Wichtigste Erkenntnisse 💡
Als Abschluss noch einige wichtige Erkenntnisse aus dem Workshop:
- Eine klar formulierte Challenge setzt den Rahmen für den späteren Prozess.
- In der Ideation-Phase wirklich alles, was einem in den Sinn kommt, aufschreiben, sei die Idee noch so bescheuert.
- Wenn das Zeitfenster beschränkt ist, sich nur auf die wichtigsten Features / Hypothesen / Fragen konzentrieren.
- Dinge visualisieren (siehe z.B. Bewertung der Ideen).
- Früh mit der richtigen Zielgruppe zu testen hilft enorm.
- Prototypen müssen nicht perfekt sein, sie müssen lediglich die Idee vermitteln können.

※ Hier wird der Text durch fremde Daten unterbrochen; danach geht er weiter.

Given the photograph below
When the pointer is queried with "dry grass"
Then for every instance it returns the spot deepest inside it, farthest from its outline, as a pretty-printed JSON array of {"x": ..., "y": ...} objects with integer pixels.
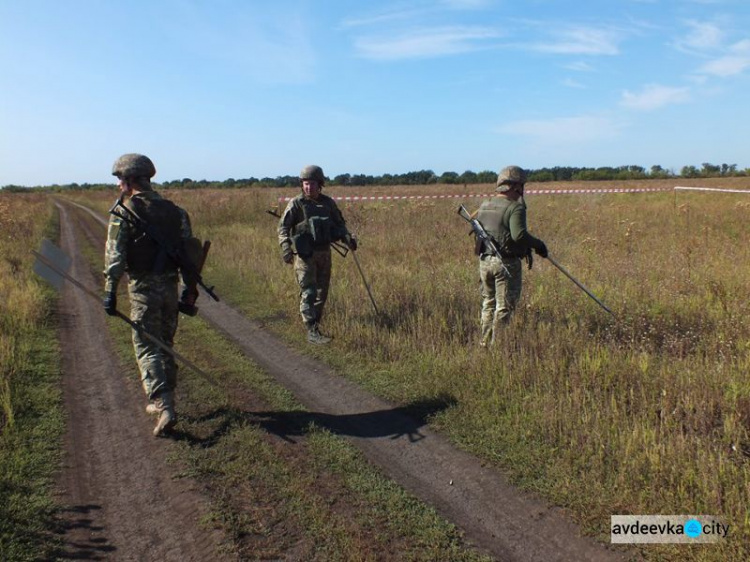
[{"x": 645, "y": 414}]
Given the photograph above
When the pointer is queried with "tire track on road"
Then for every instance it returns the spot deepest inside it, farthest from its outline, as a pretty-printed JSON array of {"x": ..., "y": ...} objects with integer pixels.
[
  {"x": 119, "y": 499},
  {"x": 494, "y": 515}
]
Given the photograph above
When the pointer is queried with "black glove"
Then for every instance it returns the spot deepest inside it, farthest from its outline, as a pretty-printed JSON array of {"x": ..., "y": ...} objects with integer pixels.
[
  {"x": 110, "y": 303},
  {"x": 187, "y": 302}
]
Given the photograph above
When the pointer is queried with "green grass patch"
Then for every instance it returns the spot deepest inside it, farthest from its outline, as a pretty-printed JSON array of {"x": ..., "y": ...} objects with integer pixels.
[{"x": 32, "y": 421}]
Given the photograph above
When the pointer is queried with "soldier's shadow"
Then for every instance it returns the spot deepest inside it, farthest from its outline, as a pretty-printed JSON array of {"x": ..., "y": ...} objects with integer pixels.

Für einen Prototypen muss man sich beinahe schämen. Genau dann ist der richtige Zeitpunkt, um ihn zu testen.
- Alles kann ein Prototyp sein: Ein Screenflow, ein Storyboard, ein Rollenspiel, ... you name it.
- Bei den User-Interviews nach einer Antwort versuchen, noch mehr über die (Hinter-)Gründe zu erfahren (siehe Five Whys-Methode).
- Timeboxing ist ein extrem hilfreiches Instrument um einen guten Workshop durchzuführen.
- Der Raum / die Atmosphäre trägt sehr viel zu einem gelungenen Design Thinking Workshop bei.
- Kurze «Auflockerungsübungen» helfen, die Teilnehmer auf den Workshop einzustimmen.
- Hinter einem Workshop steckt viel mehr Vorbereitung, als man auf den ersten Blick vermuten würde. Vieles bemerkt man gar nicht oder geschieht sogar spontan.